1

Is there any service in EMR or way where I can see a progress bar(or elapsed time) when I submit a job of creating parquet files to S3?

The code:

df.write.partitionBy("date").mode("append").parquet("s3n://uk-adp-vault/semasio/output")
Prasad Khode
  • 6,602
  • 11
  • 44
  • 59
ultraInstinct
  • 4,063
  • 10
  • 36
  • 53
  • From my experience, you should avoid appending new data this way.
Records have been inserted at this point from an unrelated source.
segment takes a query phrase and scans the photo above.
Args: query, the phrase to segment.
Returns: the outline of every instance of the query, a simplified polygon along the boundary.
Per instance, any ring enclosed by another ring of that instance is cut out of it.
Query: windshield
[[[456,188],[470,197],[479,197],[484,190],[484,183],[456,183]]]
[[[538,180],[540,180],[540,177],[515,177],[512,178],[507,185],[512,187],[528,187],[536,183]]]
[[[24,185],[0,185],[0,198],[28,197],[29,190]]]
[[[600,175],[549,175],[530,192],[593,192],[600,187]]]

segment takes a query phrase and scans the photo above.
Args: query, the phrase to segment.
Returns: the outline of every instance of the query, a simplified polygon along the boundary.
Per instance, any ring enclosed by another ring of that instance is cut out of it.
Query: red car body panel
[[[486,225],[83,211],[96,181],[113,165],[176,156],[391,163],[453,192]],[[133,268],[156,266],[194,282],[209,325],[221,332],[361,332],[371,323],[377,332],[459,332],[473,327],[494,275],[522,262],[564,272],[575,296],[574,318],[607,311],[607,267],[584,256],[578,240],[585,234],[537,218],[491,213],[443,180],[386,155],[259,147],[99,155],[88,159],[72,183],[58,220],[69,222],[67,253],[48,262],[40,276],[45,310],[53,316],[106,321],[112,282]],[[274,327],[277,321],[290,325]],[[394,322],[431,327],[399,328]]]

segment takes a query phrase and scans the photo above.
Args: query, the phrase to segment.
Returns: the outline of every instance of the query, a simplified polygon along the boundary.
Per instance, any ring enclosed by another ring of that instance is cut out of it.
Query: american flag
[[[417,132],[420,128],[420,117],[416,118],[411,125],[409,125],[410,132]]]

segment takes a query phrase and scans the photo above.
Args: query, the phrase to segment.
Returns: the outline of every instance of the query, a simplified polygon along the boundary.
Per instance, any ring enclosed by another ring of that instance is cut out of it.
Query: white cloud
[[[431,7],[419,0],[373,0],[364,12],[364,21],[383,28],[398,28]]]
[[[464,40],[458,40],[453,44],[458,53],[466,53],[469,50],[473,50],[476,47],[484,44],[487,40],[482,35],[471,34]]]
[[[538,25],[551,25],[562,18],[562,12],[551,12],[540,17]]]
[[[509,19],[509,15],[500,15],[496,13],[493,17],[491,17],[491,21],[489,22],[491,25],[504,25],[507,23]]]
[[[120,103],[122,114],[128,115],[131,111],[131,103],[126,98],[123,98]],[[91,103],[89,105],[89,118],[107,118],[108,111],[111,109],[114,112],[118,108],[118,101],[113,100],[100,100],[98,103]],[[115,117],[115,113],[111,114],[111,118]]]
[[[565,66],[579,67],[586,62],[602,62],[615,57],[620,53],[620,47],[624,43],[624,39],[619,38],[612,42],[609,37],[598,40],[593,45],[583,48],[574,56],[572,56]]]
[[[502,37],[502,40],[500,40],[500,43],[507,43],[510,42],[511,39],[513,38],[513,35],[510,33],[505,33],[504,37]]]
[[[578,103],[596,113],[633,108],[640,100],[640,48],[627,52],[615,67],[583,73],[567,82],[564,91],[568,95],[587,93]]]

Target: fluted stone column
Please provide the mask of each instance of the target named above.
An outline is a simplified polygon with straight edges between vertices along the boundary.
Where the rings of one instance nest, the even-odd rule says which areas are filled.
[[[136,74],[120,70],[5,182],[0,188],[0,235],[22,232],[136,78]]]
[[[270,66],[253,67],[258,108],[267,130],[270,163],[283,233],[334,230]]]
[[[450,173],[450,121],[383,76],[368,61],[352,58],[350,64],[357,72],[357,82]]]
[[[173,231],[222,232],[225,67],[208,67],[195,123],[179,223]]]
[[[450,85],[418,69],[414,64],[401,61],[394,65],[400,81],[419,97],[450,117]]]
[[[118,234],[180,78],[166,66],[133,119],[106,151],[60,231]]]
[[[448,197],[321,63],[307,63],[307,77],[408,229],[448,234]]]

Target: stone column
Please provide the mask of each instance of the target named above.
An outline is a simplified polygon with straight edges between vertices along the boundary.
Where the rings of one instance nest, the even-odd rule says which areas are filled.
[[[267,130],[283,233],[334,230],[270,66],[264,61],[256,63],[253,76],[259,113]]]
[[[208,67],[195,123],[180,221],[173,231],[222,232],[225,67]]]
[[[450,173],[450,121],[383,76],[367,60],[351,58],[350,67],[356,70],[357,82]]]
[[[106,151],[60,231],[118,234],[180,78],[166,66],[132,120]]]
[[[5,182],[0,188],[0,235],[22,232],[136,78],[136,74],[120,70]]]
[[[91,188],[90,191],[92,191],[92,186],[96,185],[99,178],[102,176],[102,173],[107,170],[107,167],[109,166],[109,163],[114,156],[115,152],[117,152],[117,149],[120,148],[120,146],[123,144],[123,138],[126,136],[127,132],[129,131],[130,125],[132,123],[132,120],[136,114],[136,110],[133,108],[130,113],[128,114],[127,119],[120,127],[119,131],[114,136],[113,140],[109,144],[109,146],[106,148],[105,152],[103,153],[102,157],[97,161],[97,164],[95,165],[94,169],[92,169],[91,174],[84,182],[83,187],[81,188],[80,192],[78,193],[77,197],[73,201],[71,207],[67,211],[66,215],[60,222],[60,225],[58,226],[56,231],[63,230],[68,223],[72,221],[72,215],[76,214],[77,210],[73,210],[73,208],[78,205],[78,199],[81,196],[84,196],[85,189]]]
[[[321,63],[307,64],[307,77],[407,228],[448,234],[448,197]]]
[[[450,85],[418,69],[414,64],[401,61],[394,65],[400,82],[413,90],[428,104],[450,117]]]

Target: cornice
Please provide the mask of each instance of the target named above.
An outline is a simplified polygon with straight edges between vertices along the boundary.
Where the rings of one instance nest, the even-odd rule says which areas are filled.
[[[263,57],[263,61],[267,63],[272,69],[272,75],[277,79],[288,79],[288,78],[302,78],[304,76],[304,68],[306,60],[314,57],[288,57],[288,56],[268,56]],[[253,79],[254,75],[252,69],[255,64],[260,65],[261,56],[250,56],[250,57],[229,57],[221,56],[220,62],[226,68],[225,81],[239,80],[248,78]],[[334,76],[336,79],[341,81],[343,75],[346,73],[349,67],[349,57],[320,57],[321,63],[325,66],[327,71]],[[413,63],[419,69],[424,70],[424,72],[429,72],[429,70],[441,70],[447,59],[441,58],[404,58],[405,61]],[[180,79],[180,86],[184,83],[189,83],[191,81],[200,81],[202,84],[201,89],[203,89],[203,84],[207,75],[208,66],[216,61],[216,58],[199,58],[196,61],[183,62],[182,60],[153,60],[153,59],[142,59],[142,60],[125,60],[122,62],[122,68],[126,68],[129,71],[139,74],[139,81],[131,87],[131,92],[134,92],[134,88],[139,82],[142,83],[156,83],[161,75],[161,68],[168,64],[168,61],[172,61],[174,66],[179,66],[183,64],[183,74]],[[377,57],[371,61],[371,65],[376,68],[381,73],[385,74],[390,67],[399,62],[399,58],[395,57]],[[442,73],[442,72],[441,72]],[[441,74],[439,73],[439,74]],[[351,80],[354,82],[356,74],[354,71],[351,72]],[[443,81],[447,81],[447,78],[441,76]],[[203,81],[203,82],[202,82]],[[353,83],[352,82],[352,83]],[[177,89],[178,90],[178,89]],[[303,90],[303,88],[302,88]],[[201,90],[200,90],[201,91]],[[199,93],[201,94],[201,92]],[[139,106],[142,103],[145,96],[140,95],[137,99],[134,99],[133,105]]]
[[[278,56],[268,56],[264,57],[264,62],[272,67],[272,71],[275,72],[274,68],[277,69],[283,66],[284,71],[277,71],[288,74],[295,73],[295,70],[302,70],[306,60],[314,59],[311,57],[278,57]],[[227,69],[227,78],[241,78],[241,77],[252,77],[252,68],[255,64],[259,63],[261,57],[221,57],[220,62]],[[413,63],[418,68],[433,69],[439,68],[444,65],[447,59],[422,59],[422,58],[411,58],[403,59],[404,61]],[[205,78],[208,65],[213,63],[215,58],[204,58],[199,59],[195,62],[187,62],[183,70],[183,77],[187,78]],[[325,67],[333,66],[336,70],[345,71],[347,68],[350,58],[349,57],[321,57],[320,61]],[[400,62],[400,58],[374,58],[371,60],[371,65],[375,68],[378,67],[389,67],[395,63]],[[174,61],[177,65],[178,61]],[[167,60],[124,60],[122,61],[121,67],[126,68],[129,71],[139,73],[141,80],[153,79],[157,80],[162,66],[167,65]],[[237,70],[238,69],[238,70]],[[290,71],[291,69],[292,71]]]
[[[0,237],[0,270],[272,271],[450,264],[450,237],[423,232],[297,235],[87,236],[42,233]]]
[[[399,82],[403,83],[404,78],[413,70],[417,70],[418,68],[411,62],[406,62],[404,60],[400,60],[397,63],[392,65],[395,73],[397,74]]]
The runtime is ~linear with the amount of the existing data on s3. see this: http://stackoverflow.com/questions/40830152/how-to-avoid-reading-old-files-from-s3-when-appending-new-data When using s3-dist-cp I can see the progress in the resource manager (http://:8088/cluster) – Niros Feb 12 '17 at 07:23
  • What Niros is suggesting is correct, nevertheless the job progress is in the Spark UI – eliasah Feb 12 '17 at 18:25

1 Answers1

0

You can go to the ResourceManager using the 8088 port on EMR. This will show you the memory utilization.

From there you can navigate to ApplicationMaster which is the spark UI for the cluster. That will show you the progress of that job with details of each task.

Chirag
  • 335
  • 2
  • 3
  • 13